Another point evidencing the growing interest towards digital textile printing is the number of knowledge transfer events being planned in 2014 & 2015 by various organizations around the world including FESPA, WTiN, IMI, ESMA & Inkjet Forum India. The recently organized 3rd international digital textile congress organized by Unitex & University of Gent emphasized the point that "The Change is Clear: Analog to Digital". This was very well received and attended event with over 250 delegates & 24 speakers from US, Europe & Asia. The response received for this conference re-emphasizes interest towards digital textile printing. The delegates included a good mix of technology providers, brand owners, printing houses, print buyers, designers & academicians creating an excellent networking & learning opportunity.
Global production of digitally printed textiles is growing at an annual rate of 25 percent and at present, digitally printed textiles account for just 2 percent of total printed textile production worldwide and are expected to account for 5 percent share by 2017.
According to recent technology developments, increased adoption of digital textile printing and industry sentiment this disruptive technology is poised for a second wave. The key points driving this change can be divided into two main categories:
- Increase in production in European countries driven by the fact that some European textile companies are looking to reshore a proportion of their production operations from developing countries to European countries in order to satisfy local tastes, facilitate quick response (QR) manufacturing and release a greater number of collections each year.
- The success of the fast fashion concept by the likes of Inditex Group, H & M & others.

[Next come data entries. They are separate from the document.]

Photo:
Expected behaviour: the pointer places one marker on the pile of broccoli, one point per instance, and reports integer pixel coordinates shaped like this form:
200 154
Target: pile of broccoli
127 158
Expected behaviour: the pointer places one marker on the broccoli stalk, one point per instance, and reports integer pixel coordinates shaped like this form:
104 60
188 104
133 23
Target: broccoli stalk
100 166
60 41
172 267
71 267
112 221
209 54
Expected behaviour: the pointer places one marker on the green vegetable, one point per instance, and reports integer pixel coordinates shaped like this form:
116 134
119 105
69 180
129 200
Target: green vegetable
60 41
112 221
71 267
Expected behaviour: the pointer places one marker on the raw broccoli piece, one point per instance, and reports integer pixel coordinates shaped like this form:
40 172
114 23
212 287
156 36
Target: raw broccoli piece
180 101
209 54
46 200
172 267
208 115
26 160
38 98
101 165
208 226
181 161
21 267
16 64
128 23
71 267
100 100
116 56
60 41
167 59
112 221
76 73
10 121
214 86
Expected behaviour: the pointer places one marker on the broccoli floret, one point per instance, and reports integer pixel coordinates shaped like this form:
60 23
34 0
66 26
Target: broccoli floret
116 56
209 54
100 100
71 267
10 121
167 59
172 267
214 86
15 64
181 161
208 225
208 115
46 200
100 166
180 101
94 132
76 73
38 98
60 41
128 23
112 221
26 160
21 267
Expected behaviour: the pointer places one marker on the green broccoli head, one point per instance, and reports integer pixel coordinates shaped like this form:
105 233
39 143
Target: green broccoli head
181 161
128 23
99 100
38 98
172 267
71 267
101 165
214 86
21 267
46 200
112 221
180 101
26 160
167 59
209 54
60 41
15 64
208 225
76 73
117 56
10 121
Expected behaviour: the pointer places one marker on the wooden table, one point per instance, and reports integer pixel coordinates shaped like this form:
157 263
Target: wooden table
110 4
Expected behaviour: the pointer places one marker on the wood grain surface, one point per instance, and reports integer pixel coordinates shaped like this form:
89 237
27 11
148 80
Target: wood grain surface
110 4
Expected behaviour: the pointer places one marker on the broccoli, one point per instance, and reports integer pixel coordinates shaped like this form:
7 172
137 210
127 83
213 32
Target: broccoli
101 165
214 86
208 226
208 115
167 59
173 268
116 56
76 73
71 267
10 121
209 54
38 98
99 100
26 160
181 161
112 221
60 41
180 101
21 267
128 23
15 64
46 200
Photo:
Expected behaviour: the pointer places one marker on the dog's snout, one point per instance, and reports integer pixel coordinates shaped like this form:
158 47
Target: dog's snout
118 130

- Opportunities for expansion in the luxury apparel segment as digital textile printing enables retailers of luxury apparel to produce small quantities of high quality, limited edition pieces cost efficiently.
- Further scope for expansion lies in the area of mass customization, whereby a consumer is able to personalize a product by choosing a design on a dedicated web page in a retailer's online store for subsequent production by a digital textile printer.
- Development & improvement of printing technology with high speed single pass printing capabilities matching the speeds of rotary screen printing. A recent example being the MS Lario which has seen early success with installations at high profile fashion and home textile companies. ITMA 2015 later next year in Milan will also see launches of high speed single pass printers from SPG Prints and other leading OEMs.
- Decline in pricing of digital textile inks due to efficient sourcing and improved manufacturing processes leading to the overall cost-effectiveness of the technology.
- Interest from the Home Textile industry to adopt digital textile printing with ready availability of stable wider width printers to enable printing bed sheets, curtains, etc. This would get an additional push with the increasing availability of pigment inks for high speed roll to roll printing at an industry acceptable price point which is key for the home textile industry.
Additionally recent investments & acquisitions in the digital textile sector could provide a fillip to the entire sector pushing for further innovative products & services. Now we have to wait and watch if ITMA 2015 replicates ITMA 2003 and acts as a catalyst giving momentum to the second wave in digital textile printing.